Any recommendations on setting a include and exclu...
# ingestion
s
Any recommendations on setting a include and exclude path_specs for s3?
Copy code
source:
    type: s3
    config:
        path_specs:
        - include : "<s3://cseo-global-cloudtrail/AWSLogs/057183463473/{table}/{partition[0]}/{partition[1]}/{partition[2]}/{partition[3]}/*_CloudTrail-Digest_*.json.gz>"
        - exclude : "**/AWSLogs/057183463473/CloudTrail-Digest/**"
        aws_config:
            aws_access_key_id: "{aws_key}"
            aws_secret_access_key: "{aws_secret}"
            aws_region: us-east-1
        profiling:
            enabled: false
Error:
Copy code
[2022-09-21 15:47:53,596] ERROR    {datahub.ingestion.run.pipeline:127} - 'include'
Traceback (most recent call last):
  File "/Users/raithels/opt/anaconda3/lib/python3.9/site-packages/datahub/ingestion/run/pipeline.py", line 178, in __init__
    self.source: Source = source_class.create(
  File "/Users/raithels/opt/anaconda3/lib/python3.9/site-packages/datahub/ingestion/source/s3/source.py", line 321, in create
    config = DataLakeSourceConfig.parse_obj(config_dict)
  File "pydantic/main.py", line 521, in pydantic.main.BaseModel.parse_obj
  File "pydantic/main.py", line 339, in pydantic.main.BaseModel.__init__
  File "pydantic/main.py", line 1056, in pydantic.main.validate_model
  File "pydantic/fields.py", line 868, in pydantic.fields.ModelField.validate
  File "pydantic/fields.py", line 901, in pydantic.fields.ModelField._validate_sequence_like
  File "pydantic/fields.py", line 1067, in pydantic.fields.ModelField._validate_singleton
  File "pydantic/fields.py", line 857, in pydantic.fields.ModelField.validate
  File "pydantic/fields.py", line 1074, in pydantic.fields.ModelField._validate_singleton
  File "pydantic/fields.py", line 1121, in pydantic.fields.ModelField._apply_validators
  File "pydantic/class_validators.py", line 313, in pydantic.class_validators._generic_validator_basic.lambda12
  File "pydantic/main.py", line 704, in pydantic.main.BaseModel.validate
  File "pydantic/main.py", line 339, in pydantic.main.BaseModel.__init__
  File "pydantic/main.py", line 1082, in pydantic.main.validate_model
  File "/Users/raithels/opt/anaconda3/lib/python3.9/site-packages/datahub/ingestion/source/aws/path_spec.py", line 104, in validate_path_spec
    if "**" in values["include"]:
KeyError: 'include'
[2022-09-21 15:47:53,598] INFO     {datahub.cli.ingest_cli:119} - Starting metadata ingestion
[2022-09-21 15:47:53,598] INFO     {datahub.cli.ingest_cli:137} - Finished metadata ingestion
h
Hi @shy-lion-56425, path_specs is an
Optional[List[PathSpec]]
. You need to provide that as a YAML list of objects.

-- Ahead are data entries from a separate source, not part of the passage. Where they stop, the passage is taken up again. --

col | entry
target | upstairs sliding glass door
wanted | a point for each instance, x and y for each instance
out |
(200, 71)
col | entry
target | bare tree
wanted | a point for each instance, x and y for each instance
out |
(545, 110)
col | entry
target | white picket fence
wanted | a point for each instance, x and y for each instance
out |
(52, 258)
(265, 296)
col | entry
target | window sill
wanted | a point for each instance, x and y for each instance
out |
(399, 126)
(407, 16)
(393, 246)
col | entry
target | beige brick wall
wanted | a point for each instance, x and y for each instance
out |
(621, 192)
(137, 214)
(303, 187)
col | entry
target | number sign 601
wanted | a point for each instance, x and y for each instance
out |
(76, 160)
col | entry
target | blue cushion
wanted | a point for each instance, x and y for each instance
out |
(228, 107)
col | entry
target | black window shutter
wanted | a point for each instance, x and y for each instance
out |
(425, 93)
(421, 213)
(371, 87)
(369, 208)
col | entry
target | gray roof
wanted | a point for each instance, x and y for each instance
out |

Try something like the following.
Copy code
path_specs:
   - include: <value>
     exclude: <value>
   - include: <value>
     exclude: <value>
For valid values for each of these, see Path Spec.
s
@helpful-optician-78938 thanks for the suggestion. I was able to get it to work with the following:
Copy code
- include : "s3_path"
  exclude : 
    - "s3_exclude_path"
exclude expects a list so you have to use the
-
notation under each exclude string.
@helpful-optician-78938 if i have a .gz file that contains json but doesn't have a .json suffix, is there an option to get the schema process? Is this currently supported?
h
I'll look into this and get back to you soon @shy-lion-56425.
s
@helpful-optician-78938 just following up to see if you've found anything. Looks the dataset is processing but won't extract any field names.
h
cc: @gray-shoe-75895
s
Best I can tell the s3 source.py is defaulting to open instead of smart_open which causes the .gz file to fail on the
json.JsonInferrer.infer_schema
here's a quick example:
Copy code
import gzip
from smart_open import open as smart_open
from datahub.ingestion.source.schema_inference import json

file_path = 'example_compressed_json.gz'
test = json.JsonInferrer()


# gzip forced (returns fields)
file = gzip.open(file_path,'rb')
test.infer_schema(file) == []

# smart open (returns fields)
file = smart_open(file_path,mode = 'rb')
test.infer_schema(file) == []

# standard open (returns no fields)
file = open(file_path, mode = 'rb')
test.infer_schema(file) == []
g
You should be able to use
default_extension: json
config under the path_spec to make it use the json schema inference. For your reference, the exact code we use is here https://github.com/datahub-project/datahub/blob/228f3b50ea26e21d133bb8bcbebc581ac7[…]9d/metadata-ingestion/src/datahub/ingestion/source/s3/source.py
s
@gray-shoe-75895 thanks for reaching out. I'm currently using the default_extension: json config and still getting the same results as the example above.
Also logged an issue here with more details: https://github.com/datahub-project/datahub/issues/6181
g
Thanks - responded on the github issue
s
Just closed the issue but for anyone else the issue was with my version of ujson. Here's the solution that worked for me:
pip install --upgrade ujson